The Razer Onza was a great first entry for Razer in the console accessories space, and with the Sabertooth, Razer hopes to improve and eliminate imperfections with their latest Xbox 360 and PC wired controller.
The Razer Sabertooth has one mission: to give you competitive advantage. And the way Razer achieves this is both clever and subtle. The inclusion of extra buttons was a given, but their placement is what makes using them so easy.
So you have six extra buttons in total on the Sabertooth, two small buttons (Multi Function Buttons) near the shoulder buttons. Both of these are small and inwards towards the center of the controller, so using them form the tip of your index fingers is pretty easy.
Next up are two triggers placed on the underside, with the MFT (Multi Function Triggers) moveable front and back, thus giving you four programmable buttons. In case you decide not to use the bottom triggers (which you shouldn’t) there’s a small Torx screwdriver with which you can take off the triggers and put a rubber flap to cover the connectors.
Two improvements made over the Onza is that the Sabertooth has now tension rings under the analog sticks making them standard height, and the D-pad which is a nice combination of the original Xbox 360 and PS3 controller. The buttons are responsive, although a bit squishy to touch.
The analog sticks themselves, while having their tension rings removed (form the Onza) get customizable sensitivity instead. In fact, customization is the name of the game with the Razer Sabertooth. You can customize each of the extra six buttons, remapping the face buttons (XYAB) to the MFT. It basically means that you’ll never have to take your thumbs off the analog sticks if you want to use the face buttons. This fact alone means that the Sabertooth will never be allowed in MLG or competitive tournaments.

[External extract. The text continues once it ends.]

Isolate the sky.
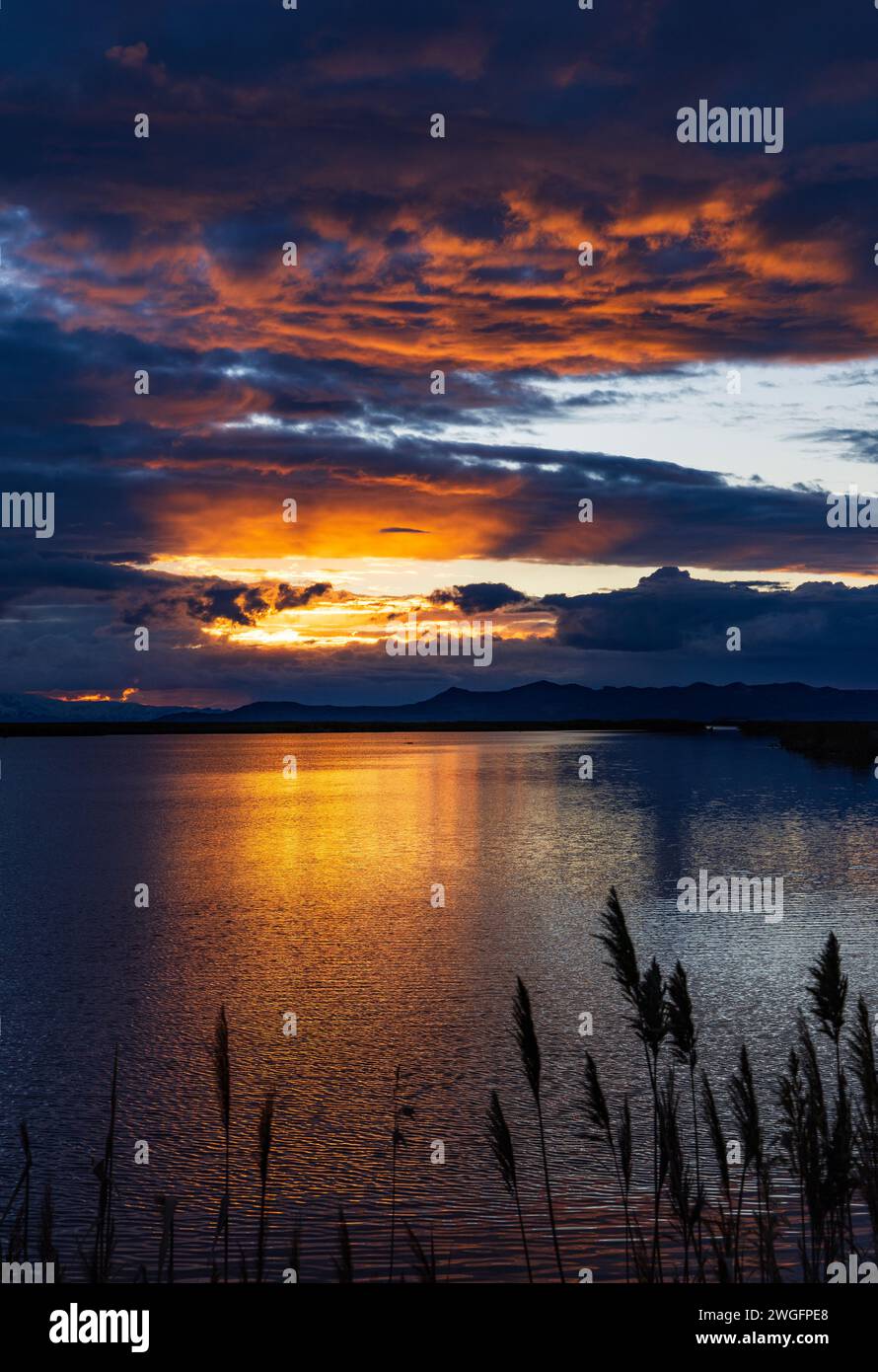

All of these customizations, i.e. button remapping and analog stick sensitivity can be changed on the fly through the small OLED screen at the bottom of the Sabertooth. You’ll also notice two small buttons; left button allows you to switch between two profiles (each with different mappings and sensitivity) and the right buttons goes through different menus. You can even test the sensitivity of each analog stick in real-time before actually assigning a setting.
As for the face buttons, they are thin which lends to initiating commands quicker compared to the thick buttons on the regular Xbox 360 controller, earning them their ‘Hyperesponse’ nickname. Furthermore they are backlit and also have a very tactile feedback thanks to their clicky nature, making them very satisfying to use.
The Sabertooth has a nice build quality, with a slightly rubberized finish to it. There are also two detachable grip pads for the analog sticks. As for the 10 ft braided cable, it actually screws onto the Sabertooth, with a quick-release split near the other end where the USB plugs into your Xbox 360 or PC.
Overall the Razer Sabertooth was a joy to use, with some much needed improvements over the Onza. The OLED screen with switchable profiles and in-depth customization does take the Sabertooth above and beyond any other Xbox 360 controller we’ve seen. However, justifying the high price depends on whether you’re willing to use all the buttons and customization options.